Another reason solar is so costly in Japan is that the country doesn’t install very much. Solar manufacturing and construction are subject to a learning curve — the more you build, the cheaper it gets. Japan’s powerful, vertically integrated utility companies have long resisted the transition to solar, viewing fossil fuels and nuclear as inherently more reliable. Various inefficiencies in the construction industry and a proliferation of middlemen in the supply chain for solar modules have also raised costs and inhibited adoption.
These factors have conspired to make solar twice as expensive in Japan as in other rich nations. In order to make a rapid transition to green energy, the government will have to deploy industrial and regulatory policy on a scale not seen in decades.
Increasing competition is already putting utilities under pressure; offering preferential government support only to those utilities that commit to more solar power will help overcome the resistance of stodgy managers. The government should also demand that utilities unbundle power generation and transmission. Making it easier for foreign companies to invest in Japanese solar, and to build solar plants directly, will also help.

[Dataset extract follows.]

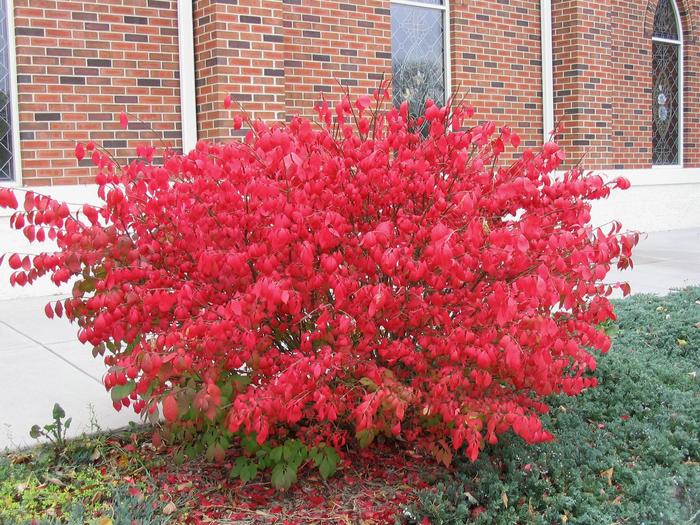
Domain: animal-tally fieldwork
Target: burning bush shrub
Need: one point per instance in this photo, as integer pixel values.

The government can also help on the supply side. Investing heavily in researching new renewable technologies, in both solar and batteries, will help Japanese companies regain their competitive edge. Building a national grid will reduce intermittency and help break local utilities’ transmission monopolies.
In the end, the main requirement is political will. The appetite for action exists — many Japanese companies are committing to increase their use of renewable energy. Companies and citizens can’t do this alone, though. The government has to commit to a decades-long integrated strategy of regulatory policy, bureaucratic pressure, and big-ticket spending, while going up against powerful entrenched interests. This is the kind of thing Japan used to do in the 1960s and 1970s, but has shied away from recently, preferring comfortable stasis. When facing a menace like climate change, stagnation and inaction are simply not an option.